Here is an extended version of our [talk](https://www.youtube.com/watch?v=oBCKO4TH5y0) at ICRA 2020 where we do a step by step walkthrough of our paper Unsupervised Depth Completion from Visual Inertial Odometry (joint work with Fei Xiaohan, Stephanie Tsuei, and Stefano Soatto).
In this talk, we present an unsupervised method (no need for human supervision/annotations) for learning to recover dense point clouds from images, captured by cameras, and sparse point clouds, produced by lidar or tracked by visual inertial odometry (VIO) systems. To illustrate what I mean, here is an [example](https://github.com/alexklwong/unsupervised-depth-completion-visual-inertial-odometry/blob/master/figures/void_teaser.gif?raw=true) of the point clouds produced by our method.

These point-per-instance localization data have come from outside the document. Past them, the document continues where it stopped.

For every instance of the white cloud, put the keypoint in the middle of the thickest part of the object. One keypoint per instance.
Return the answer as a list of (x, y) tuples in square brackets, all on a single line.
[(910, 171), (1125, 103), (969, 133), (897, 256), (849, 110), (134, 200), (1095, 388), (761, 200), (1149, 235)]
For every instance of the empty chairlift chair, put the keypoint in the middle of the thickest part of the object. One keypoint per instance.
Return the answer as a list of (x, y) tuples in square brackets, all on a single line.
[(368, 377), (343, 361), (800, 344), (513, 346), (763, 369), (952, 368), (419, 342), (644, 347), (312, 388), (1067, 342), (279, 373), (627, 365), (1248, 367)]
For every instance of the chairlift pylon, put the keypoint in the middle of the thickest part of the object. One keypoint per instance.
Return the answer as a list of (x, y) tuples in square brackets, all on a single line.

Our method is light-weight (so you can run it on your computer!) and is built on top of [XIVO] (https://github.com/ucla-vision/xivo) our VIO system.
For those interested here are links to the [paper](https://arxiv.org/pdf/1905.08616.pdf), [code](https://github.com/alexklwong/unsupervised-depth-completion-visual-inertial-odometry) and the [dataset](https://github.com/alexklwong/void-dataset) we collected.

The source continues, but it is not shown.